Porträt: Kein Spaß für Stürmer
Zu den norddeutschen Ballsportvereinen, die seit Jahrzehnten verlässlich Spitzensport bieten, gehören die Handball-Frauen des VfL Oldenburg: Mit zwei kurzen Unterbrechungen sind sie seit 1980 Stammgast in der Handball-Bundesliga. Zur Meisterschaft hat es noch nicht gereicht, aber immerhin stehen ein Sieg im europäischen Challenge Cup sowie drei deutsche Pokalsiege zu Buche, der vorerst letzte im Jahr 2012.
Mit der Meisterschaft wird es auch in dieser Saison wohl nichts. Dabei hat das Team beim Heimsieg gegen Borussia Dortmund am vergangenen Mittwoch stark gespielt und – nach verpatztem Saisonstart – Hoffnungen auf eine Trendwende genährt. Mit sehr viel konkreteren, nämlich Titelhoffnungen sind die Oldenburgerinnen auf europäischer Bühne dabei: Vor gut einer Woche erreichten sie gegen Fleury Loiret aus Frankreich Runde drei im EHF-Pokal, wo nun mit dem dänischen Europapokalsieger TTH Holstebro ein dicker Brocken wartet.
Besonderes Augenmerk liegt dann wieder auf der jüngsten Spielerin von Trainer Leszek Krowicki: Torfrau Madita Kohorst ist gleich in ihrer ersten Bundesligasaison zum großen Rückhalt des Teams geworden. „Unser Angriff ist heute an Madita verzweifelt“, sagte etwa ihr Dortmunder Gegenüber Clara Woltering. „Wenn sie weiter fleißig trainiert, gehört ihr die Zukunft.“ Ein Lob, das umso schwerer wiegt, da Woltering die aktuelle Nationaltorhüterin ist und 200 Länderspiele absolviert hat.

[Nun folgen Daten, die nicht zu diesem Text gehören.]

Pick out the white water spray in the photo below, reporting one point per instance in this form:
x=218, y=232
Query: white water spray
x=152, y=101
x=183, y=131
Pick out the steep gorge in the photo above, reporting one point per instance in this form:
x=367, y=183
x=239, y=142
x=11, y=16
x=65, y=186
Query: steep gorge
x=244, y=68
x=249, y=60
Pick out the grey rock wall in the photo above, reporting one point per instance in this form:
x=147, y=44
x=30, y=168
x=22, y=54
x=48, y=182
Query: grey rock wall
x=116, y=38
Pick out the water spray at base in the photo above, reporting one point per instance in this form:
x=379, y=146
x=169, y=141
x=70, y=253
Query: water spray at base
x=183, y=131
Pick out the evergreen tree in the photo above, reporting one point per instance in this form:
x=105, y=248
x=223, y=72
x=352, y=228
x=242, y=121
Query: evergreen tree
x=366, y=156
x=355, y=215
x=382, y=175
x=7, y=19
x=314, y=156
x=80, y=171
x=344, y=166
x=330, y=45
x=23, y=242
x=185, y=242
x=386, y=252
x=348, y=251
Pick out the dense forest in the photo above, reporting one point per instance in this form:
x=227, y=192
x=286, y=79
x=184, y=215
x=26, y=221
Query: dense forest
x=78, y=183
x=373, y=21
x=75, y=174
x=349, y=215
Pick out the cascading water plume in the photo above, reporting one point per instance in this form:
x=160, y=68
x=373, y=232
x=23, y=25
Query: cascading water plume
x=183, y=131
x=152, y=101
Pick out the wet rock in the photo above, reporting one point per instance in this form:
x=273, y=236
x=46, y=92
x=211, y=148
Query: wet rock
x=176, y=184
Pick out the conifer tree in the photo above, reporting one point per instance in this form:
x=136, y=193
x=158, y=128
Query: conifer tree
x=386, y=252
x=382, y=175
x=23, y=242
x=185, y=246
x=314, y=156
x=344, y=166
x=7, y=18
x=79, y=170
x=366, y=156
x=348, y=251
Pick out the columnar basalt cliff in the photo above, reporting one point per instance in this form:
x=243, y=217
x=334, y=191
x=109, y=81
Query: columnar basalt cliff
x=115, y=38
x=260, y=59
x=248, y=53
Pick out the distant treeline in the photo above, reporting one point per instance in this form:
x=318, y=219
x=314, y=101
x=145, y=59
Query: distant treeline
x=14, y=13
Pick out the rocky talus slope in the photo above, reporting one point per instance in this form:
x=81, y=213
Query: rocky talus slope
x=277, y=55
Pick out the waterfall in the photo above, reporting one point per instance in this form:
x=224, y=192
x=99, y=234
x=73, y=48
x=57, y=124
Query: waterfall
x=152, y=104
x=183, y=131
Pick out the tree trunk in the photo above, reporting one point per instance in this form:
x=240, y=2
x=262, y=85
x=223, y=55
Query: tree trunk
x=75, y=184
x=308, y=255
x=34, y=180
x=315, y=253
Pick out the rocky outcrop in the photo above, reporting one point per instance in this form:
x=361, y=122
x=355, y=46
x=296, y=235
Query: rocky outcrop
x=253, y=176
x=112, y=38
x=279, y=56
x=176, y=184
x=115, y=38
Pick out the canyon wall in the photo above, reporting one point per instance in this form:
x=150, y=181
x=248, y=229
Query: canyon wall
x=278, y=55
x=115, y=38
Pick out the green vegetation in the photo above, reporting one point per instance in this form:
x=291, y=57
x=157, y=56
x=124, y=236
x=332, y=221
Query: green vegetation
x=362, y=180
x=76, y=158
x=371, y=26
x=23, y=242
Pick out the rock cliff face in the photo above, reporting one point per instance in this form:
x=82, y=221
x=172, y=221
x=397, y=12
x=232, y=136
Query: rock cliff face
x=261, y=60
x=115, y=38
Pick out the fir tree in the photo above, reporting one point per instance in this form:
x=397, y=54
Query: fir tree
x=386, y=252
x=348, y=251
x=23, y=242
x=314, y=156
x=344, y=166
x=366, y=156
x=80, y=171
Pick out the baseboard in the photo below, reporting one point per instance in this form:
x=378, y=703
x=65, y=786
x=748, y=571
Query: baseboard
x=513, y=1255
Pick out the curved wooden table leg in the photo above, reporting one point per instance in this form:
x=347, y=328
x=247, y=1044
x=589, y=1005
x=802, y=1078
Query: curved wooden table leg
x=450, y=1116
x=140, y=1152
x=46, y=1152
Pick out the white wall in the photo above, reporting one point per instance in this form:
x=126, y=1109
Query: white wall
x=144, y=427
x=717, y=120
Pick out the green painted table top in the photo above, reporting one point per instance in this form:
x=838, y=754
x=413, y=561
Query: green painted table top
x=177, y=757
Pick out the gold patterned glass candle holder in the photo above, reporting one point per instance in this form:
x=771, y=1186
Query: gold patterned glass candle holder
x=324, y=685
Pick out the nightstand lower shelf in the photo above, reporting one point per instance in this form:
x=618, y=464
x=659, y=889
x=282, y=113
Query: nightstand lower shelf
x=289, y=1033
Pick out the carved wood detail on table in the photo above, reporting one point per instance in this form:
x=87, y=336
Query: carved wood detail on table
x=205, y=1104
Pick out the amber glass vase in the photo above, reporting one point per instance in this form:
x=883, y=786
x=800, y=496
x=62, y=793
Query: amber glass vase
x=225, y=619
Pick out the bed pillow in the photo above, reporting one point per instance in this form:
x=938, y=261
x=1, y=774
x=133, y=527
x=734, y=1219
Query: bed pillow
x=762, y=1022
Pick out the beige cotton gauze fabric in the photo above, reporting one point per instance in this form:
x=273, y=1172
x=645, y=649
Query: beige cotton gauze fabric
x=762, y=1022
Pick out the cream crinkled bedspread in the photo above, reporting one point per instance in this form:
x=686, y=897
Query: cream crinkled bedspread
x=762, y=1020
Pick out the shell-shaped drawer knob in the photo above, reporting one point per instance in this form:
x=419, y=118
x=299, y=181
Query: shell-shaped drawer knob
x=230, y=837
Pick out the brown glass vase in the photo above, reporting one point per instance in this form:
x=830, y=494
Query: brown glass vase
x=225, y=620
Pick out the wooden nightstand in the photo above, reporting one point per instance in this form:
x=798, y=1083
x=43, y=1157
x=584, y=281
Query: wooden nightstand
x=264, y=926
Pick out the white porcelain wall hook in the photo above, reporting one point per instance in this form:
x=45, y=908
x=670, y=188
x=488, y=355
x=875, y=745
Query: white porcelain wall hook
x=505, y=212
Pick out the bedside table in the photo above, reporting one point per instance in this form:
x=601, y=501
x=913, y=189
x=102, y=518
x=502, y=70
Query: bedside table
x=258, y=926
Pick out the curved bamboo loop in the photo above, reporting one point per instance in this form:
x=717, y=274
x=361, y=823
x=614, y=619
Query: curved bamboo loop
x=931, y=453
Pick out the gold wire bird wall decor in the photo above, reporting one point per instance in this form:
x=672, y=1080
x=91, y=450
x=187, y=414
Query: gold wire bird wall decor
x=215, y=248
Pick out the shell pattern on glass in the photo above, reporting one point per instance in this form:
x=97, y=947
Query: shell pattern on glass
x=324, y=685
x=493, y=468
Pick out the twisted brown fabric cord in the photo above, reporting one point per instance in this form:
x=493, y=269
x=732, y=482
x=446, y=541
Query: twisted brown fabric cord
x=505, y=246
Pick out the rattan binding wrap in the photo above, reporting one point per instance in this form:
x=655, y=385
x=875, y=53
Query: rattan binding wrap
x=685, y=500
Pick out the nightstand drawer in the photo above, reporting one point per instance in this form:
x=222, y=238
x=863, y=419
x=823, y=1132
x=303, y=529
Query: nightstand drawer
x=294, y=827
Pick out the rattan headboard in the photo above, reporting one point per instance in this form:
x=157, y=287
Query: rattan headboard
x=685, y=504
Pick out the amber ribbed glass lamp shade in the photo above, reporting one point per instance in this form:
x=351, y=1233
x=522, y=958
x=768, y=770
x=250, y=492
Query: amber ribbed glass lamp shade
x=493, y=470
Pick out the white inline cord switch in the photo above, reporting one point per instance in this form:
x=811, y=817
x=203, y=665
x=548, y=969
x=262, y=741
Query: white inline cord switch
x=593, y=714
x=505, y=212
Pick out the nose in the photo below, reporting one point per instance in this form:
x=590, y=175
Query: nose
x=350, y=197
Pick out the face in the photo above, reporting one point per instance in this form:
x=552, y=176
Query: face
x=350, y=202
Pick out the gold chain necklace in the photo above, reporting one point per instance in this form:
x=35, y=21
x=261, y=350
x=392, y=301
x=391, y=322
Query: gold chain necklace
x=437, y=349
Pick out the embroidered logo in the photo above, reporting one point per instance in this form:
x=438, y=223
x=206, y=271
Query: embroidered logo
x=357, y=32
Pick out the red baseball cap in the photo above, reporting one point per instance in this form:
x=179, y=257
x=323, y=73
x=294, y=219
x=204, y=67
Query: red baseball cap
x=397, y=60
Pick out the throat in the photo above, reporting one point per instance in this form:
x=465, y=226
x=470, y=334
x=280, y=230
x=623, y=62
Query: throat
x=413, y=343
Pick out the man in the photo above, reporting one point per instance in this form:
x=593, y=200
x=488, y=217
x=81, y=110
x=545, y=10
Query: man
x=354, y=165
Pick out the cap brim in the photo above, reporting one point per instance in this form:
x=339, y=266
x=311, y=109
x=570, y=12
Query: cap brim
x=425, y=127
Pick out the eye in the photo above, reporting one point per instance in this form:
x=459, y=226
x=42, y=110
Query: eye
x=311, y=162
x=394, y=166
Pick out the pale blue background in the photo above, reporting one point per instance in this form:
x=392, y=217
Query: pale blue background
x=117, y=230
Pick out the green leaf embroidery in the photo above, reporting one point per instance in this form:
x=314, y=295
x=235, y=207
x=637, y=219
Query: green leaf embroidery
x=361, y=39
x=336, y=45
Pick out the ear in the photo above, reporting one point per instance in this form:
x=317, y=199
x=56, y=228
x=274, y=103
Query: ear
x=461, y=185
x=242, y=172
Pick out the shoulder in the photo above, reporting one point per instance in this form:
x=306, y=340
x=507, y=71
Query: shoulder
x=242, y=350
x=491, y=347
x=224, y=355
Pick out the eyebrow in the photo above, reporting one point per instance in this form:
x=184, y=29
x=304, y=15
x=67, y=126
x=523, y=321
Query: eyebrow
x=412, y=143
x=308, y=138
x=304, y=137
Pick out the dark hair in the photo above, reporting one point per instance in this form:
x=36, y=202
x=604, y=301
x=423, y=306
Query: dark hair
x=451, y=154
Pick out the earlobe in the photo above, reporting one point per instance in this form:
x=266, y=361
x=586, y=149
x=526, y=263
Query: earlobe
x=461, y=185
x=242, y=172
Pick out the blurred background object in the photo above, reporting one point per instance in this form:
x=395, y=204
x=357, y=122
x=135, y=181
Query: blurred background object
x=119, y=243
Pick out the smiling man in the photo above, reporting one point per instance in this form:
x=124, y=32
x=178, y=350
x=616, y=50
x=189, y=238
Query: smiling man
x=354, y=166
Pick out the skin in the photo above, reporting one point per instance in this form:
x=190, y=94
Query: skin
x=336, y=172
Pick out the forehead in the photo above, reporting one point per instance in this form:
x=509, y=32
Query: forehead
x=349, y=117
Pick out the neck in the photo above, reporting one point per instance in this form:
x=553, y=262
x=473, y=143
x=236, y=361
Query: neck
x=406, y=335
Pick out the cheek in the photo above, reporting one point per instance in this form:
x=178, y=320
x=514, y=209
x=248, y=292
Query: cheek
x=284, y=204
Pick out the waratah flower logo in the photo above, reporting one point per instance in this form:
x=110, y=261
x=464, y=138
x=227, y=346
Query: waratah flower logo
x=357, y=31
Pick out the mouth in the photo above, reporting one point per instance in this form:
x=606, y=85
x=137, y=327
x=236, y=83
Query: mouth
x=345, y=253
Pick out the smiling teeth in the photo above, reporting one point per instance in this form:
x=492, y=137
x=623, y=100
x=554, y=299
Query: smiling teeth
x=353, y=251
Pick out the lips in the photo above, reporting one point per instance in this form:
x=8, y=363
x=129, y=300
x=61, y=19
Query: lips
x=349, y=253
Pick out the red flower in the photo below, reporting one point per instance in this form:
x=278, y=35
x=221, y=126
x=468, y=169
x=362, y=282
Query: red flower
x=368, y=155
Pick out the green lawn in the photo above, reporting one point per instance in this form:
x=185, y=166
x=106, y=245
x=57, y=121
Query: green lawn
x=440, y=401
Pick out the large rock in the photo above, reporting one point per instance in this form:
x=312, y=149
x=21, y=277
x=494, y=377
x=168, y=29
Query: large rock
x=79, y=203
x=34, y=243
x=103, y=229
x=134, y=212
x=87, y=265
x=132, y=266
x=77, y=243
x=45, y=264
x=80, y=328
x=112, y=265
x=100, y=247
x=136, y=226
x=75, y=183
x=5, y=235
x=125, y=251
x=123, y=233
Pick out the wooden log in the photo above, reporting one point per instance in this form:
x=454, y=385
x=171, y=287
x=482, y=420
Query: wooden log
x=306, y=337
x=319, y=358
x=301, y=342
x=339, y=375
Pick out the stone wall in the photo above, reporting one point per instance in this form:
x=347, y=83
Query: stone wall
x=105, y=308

Kohorst, seit Mitte Oktober 20 Jahre alt, zählt durch ihre starken Leistungen in den vergangenen Wochen zum Kreis derer, die Woltering einmal beerben können. Bundestrainer Michael Biegler hat sie jüngst in den erweiterten Kader für die Europameisterschaft in Schweden im Dezember berufen. „Madita ist eine tolle junge Torhüterin, die zu Recht nominiert wurde“, sagte Biegler jetzt nach dem Spiel gegen Dortmund, bei dem er neben Kohorst auch die erfahrenen Oldenburger Nationalspielerinnen Angie Geschke und Caroline Müller unter die Lupe nahm.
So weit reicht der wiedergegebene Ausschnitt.